(A)   Solution 1                                                Solution 2

struct student                      typedef struct

{                                   {

   char ssn[10];                       char ssn[10];

   char names[3][21];                  char names[3][21];

   float gpa;                          float gpa;

};                                  } STUDENT;


Solution 1 defines a structure called student, solution 2 defines a new data type called STUDENT, which is a structure.
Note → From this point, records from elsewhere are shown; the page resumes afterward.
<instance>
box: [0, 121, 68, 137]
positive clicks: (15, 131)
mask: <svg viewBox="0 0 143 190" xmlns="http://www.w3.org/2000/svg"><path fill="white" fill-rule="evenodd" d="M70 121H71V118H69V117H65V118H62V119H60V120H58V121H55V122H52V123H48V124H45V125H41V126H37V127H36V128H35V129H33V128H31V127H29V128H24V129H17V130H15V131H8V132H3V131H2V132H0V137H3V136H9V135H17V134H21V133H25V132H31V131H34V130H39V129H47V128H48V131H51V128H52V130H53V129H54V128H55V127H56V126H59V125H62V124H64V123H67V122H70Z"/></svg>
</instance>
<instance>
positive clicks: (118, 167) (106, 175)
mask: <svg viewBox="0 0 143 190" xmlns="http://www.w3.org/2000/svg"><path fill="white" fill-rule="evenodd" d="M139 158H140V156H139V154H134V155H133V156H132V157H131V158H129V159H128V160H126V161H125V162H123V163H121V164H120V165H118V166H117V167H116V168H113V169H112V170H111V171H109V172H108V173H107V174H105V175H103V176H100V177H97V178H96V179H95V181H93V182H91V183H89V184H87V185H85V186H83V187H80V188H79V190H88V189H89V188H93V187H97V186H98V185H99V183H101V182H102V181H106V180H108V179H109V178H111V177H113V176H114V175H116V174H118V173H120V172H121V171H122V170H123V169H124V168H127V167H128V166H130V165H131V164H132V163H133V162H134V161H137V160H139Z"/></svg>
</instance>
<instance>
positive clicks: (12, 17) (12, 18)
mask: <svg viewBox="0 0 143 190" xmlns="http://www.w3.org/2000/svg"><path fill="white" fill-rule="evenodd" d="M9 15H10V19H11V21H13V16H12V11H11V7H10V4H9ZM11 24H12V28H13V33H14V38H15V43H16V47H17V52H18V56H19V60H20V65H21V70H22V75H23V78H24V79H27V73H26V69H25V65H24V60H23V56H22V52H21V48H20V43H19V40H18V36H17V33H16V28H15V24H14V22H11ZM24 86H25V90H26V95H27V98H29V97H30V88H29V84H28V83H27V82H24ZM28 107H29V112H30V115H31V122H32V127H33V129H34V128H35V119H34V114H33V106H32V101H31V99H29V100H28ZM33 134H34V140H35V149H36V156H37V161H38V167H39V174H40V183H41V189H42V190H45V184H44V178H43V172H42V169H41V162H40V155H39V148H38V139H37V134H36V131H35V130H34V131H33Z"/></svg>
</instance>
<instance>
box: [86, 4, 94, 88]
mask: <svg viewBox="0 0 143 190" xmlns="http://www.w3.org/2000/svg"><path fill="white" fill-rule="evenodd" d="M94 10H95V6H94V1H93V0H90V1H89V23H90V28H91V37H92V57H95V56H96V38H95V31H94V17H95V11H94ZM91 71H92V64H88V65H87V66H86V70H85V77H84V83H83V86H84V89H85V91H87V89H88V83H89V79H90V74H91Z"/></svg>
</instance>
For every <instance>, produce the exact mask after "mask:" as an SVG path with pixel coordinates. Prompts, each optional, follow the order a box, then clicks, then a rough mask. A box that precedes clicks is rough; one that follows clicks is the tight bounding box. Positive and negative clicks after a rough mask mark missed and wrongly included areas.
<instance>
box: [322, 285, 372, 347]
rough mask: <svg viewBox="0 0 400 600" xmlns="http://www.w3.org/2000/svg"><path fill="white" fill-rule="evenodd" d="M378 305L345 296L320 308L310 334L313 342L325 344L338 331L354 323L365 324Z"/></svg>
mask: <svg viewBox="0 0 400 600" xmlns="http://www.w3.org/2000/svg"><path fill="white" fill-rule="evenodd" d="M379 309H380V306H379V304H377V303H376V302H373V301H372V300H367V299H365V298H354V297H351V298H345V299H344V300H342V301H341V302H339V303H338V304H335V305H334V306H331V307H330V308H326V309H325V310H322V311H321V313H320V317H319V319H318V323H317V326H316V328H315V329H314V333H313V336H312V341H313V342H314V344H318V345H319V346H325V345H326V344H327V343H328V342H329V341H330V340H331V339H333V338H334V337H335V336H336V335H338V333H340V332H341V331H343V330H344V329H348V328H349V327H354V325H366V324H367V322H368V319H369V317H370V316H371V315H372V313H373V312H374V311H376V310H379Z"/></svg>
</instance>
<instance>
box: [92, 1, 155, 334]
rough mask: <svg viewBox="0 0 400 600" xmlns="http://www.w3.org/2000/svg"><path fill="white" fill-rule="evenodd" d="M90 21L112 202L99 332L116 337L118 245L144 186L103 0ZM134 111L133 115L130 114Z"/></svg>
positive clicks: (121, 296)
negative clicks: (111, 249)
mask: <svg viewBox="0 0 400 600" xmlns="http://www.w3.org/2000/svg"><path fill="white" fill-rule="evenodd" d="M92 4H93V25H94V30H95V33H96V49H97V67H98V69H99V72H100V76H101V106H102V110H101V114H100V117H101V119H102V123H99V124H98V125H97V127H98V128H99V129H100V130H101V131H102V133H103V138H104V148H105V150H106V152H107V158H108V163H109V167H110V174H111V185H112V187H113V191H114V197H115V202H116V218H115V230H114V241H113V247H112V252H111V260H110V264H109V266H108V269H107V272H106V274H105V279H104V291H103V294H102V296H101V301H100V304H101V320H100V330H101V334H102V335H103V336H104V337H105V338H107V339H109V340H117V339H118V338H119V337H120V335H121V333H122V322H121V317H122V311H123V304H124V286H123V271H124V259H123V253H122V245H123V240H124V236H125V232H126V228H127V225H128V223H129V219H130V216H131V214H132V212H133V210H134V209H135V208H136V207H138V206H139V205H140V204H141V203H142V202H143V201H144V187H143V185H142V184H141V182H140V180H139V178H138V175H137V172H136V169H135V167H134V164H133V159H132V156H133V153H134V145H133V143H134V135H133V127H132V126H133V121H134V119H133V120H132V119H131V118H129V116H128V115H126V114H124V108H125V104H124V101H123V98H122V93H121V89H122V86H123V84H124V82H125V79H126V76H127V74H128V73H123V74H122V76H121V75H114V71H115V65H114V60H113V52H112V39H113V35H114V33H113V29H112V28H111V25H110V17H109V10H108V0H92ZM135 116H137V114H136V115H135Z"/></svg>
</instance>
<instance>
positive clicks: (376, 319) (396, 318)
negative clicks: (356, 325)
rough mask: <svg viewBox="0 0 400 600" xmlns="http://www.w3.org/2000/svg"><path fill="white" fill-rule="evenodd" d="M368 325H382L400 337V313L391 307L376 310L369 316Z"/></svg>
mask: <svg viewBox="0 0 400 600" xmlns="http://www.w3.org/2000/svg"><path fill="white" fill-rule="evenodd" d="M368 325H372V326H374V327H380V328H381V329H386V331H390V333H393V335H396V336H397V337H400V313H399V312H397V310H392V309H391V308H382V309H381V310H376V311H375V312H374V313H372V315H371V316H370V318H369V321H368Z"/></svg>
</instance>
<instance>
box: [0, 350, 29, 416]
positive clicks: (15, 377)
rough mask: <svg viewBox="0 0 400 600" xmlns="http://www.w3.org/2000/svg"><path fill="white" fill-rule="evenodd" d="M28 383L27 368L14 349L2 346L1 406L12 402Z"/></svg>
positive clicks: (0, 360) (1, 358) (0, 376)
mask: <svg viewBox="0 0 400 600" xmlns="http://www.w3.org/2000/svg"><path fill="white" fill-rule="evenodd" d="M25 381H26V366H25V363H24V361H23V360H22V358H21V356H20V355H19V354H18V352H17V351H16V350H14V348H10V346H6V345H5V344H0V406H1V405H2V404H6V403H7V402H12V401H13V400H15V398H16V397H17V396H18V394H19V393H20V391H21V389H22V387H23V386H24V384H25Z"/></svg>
Note that ssn needs to be 10 characters:  9 chars of the social security number plus one null termination character.  Likewise, each name is 20 characters plus the null termination character


(B)  Using structure of solution 1            Using structure of solution 2

struct student studentA;           STUDENT studentA;




strcpy (studentA.ssn, “123456789”);

strcpy (studentA.names[0], “Ima”);

strcpy (studentA.names[1], “College”);

strcpy (studentA.names[2], “Student”);

studentA.gpa = 3.85;


We need to call strcpy to add the strings, we cannot use the assignment (=) operator.

For gpa we can use the assignment operator.




pStudent = &studentA;




printf (“%s\n”, pStudent->names[2]);


printf (“%s\n”, (*pStudent).names[2]);


When accessing a structure with a pointer, we can use the arrow operator.  Alternatively, we can dereference the pointer to get the structure, and then use the member of (.) operator.  If using the second method, we need to make sure the dereferencing happens first, so we need to use the parentheses.